7 p.m. — We go to a friend’s house to watch the college football championship game. Because we’re in the South, the party is catered by Zaxby’s. Fried food and football for everyone. I Venmo our host. $20
12 a.m. — Fuck Alabama.
Daily Total: $32.14

Day Seven (A.)

6:45 a.m. — Didn’t get to bed until midnight, and didn’t sleep well. My body also has a lot to say about me not treating it like a temple last night.
10 a.m. — Rxbar and clementines.
12:20 p.m. — I’ve got a meeting sandwich today and don’t have time to run home for lunch, but the cupboard is bare there anyway. I pop over to the deli on Mud Island and get the baked tilapia with Brussels sprouts and zucchini, plus a green juice for a visiting consultant who says she’ll get me back, but doesn’t. $13.57
5:30 p.m. —I’m a raging hangry monster by the time we get home, so I immediately go for the most satiating thing in the house: a big potato, chopped up and sautéed with some kale, bell pepper, and shallots.
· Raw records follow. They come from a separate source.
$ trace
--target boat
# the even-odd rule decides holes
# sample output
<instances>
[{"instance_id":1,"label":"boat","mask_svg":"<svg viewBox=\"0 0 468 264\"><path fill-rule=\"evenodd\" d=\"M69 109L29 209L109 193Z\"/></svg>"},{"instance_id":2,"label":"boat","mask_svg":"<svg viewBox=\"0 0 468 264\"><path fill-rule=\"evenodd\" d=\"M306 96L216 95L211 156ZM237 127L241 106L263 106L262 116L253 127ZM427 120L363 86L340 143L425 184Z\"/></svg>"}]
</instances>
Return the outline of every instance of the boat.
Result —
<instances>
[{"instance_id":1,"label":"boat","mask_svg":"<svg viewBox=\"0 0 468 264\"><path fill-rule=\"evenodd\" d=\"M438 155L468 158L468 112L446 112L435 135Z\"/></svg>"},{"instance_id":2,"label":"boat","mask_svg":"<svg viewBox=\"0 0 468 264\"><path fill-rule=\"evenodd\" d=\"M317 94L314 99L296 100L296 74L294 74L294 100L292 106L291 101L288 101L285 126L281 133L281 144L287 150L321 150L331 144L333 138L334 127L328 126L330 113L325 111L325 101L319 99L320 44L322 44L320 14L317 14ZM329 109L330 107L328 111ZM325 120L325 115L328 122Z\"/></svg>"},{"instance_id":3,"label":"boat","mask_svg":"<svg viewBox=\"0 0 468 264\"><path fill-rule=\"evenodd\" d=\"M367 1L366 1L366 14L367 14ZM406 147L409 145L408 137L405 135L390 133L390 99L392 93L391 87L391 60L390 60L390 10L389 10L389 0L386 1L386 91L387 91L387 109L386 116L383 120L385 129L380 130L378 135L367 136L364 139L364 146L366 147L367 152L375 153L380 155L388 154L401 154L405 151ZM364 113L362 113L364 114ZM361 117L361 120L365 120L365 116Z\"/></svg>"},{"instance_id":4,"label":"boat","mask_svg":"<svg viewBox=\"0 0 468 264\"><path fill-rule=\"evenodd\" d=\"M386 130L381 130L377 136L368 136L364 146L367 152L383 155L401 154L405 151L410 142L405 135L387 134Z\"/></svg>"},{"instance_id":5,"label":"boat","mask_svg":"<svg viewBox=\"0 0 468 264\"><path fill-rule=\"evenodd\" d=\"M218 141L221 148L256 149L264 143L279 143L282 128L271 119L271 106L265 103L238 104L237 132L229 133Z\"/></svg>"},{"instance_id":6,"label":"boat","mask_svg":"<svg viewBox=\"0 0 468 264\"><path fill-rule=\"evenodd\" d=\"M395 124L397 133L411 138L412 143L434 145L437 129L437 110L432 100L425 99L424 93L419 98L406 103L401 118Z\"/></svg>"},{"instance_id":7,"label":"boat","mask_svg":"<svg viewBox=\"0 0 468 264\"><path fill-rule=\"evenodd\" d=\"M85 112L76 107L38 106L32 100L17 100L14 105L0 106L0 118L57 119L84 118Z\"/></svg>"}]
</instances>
Apple and raisins for dessert.
7:30 p.m. — I am le tired. My husband does the grocery shopping, praised be, which means I can take a hot bath, get in bed, and fall asleep by 9.
Daily Total: $13.57

Day Seven (C.)

6:30 a.m. — Finally recovered from Saturday night, I wake up with a purpose: to not eat Subway today.
2 p.m. — I walk to Cafe Keough, a coffee shop and restaurant downtown, and order a smoked salmon salad to go. Mission Accomplished. $12.31
4:30 p.m. — Now it’s my wife who wants to leave work early. I oblige.
6 p.m. — I go to Aldi and then Kroger to do the grocery shopping for the week. Everything I buy is healthy — fruits, greens, and chicken. All the things I don’t want to eat. $133.67
8 p.m. — I make eggs and fruit for dinner. I’m pleased I haven’t completely imploded. Hoping to carry this momentum into tomorrow. I’m hopeful, but not promising anything. I’m a lawyer, so I’m careful.